Человек беден безмерно. Это одинокий беспомощный калека с перебитыми ногами, и бог ему необходим, как костыль. Иначе он сейчас же свалится. Человек лишен всякого живого чувства, свободно идущего изнутри. И не только лишен, – он даже не в состоянии представить себе возможности такого чувства. Ну, а мать, например, – способна ли хоть она-то любить своего ребенка «без санкций»? Право, кажется не удивишься, если где-нибудь найдешь у Достоевского недоумение: «как это мать может любить ребенка своего без бога? Это сморчок сопливый может так утверждать, а я понять не могу».
Се – человеки могучие, слава сынов земнородных.
Были могучи они, с могучими в битвы вступали.
Эти Гекторы, Диомеды и Ахиллесы боролись и умирали за то, что считали благом целого, при идее такого убогого бессмертия, которое было хуже всякой смерти. И позднейшие греки, создавшие величайшую в мире культуру, были не то чтобы «добродетельны без бога», а гораздо больше: они были добродетельнее своих богов, – это отмечают все исследователи греческой культуры. Еще в большей мере приложимо это к древним римлянам. Юпитер ли вдохновлял Гракхов в их борьбе за народ? Что уж говорить о подвигах и жертвах, которыми полна жизнь за последние века! Без санкции люди боролись и гибли, борются и гибнут.
Все это как будто творится в каком-то совсем другом мире – не в том, в котором Достоевский. В его же мире, если нет человеку бессмертия, то есть только взаимная ненависть, злоба, одиночество и мрак. «Самоубийство, – говорит Достоевский, – при потере идеи о бессмертии становится совершенно и неизбежно даже необходимостью для всякого человека, чуть-чуть поднявшегося в своем развитии над скотами» (так и сказано!).

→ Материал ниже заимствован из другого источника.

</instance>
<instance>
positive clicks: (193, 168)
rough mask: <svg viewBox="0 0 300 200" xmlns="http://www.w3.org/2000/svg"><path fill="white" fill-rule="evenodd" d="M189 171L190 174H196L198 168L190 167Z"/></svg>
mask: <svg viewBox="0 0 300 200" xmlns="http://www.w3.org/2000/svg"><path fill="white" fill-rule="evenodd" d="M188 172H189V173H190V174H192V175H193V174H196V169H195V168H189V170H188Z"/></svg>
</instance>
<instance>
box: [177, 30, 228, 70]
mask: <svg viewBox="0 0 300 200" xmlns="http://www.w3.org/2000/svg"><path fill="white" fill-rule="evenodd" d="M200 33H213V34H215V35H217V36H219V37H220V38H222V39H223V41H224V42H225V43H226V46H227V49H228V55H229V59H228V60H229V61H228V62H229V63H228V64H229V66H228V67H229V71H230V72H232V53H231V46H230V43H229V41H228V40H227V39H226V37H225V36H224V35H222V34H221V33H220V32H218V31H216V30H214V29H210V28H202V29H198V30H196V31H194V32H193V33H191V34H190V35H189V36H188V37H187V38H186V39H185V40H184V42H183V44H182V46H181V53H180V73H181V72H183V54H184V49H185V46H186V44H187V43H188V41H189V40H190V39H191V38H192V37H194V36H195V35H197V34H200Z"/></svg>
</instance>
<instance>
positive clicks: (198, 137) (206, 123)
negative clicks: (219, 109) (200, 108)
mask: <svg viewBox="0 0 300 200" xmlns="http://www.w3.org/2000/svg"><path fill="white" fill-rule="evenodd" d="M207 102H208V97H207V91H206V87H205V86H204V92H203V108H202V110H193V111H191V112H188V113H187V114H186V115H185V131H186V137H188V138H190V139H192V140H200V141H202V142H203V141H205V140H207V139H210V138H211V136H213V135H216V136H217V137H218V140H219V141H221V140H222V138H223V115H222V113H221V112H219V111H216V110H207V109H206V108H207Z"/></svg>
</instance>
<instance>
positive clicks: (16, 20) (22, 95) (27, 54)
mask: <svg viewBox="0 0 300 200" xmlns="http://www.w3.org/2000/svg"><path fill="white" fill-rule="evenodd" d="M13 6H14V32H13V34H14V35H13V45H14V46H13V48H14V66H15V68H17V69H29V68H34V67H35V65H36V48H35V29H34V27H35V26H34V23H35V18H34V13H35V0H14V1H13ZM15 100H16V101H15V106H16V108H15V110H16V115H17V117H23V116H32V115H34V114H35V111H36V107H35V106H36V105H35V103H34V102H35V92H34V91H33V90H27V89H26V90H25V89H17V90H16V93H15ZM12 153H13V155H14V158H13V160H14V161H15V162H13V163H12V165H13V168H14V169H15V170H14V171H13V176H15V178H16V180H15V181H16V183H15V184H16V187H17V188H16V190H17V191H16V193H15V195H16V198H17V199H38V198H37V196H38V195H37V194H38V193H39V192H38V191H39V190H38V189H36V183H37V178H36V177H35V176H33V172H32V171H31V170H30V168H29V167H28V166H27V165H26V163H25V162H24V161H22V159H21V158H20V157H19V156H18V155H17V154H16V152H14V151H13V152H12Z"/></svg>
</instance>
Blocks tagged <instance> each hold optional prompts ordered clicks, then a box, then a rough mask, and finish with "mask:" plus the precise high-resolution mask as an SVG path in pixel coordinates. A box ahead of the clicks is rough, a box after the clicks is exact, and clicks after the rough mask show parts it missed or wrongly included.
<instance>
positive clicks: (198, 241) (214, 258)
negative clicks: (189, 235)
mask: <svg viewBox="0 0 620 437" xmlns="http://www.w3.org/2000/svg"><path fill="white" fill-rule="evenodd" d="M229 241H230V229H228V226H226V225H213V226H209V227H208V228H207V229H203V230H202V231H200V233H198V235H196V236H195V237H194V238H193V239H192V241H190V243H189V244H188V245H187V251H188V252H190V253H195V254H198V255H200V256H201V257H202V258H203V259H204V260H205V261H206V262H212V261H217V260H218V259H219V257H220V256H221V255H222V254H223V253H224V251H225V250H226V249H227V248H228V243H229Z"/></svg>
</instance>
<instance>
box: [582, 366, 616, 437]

Эта слепота Достоевского на все живое слишком ужасна и трагична, чтобы можно было смеяться. И, однако, комично последовательной иллюстрацией к его мысли о невозможности для человека жить без санкции является событие, о котором рассказывает Петр Верховенский в «Бесах».
«– В пятницу вечером я с офицерами пил. Об атеизме говорили и уж, разумеется, бога раскассировали. Рады, визжат. Один седой бурбон-капитан сидел-сидел, все молчал, вдруг становится среди комнаты, и, знаете, громко так, как бы сам с собой: «Если бога нет, то какой же я после этого капитан?» Взял фуражку, развел руками и вышел.
– Довольно цельную мысль выразил, – зевнул Ставрогин.
– Да? Я не понял; вас хотел спросить».
Мы, может, тоже бы не поняли. Но, подготовленные Достоевским, мы понимаем, – и понимаем, что это действительно весьма даже цельная мысль.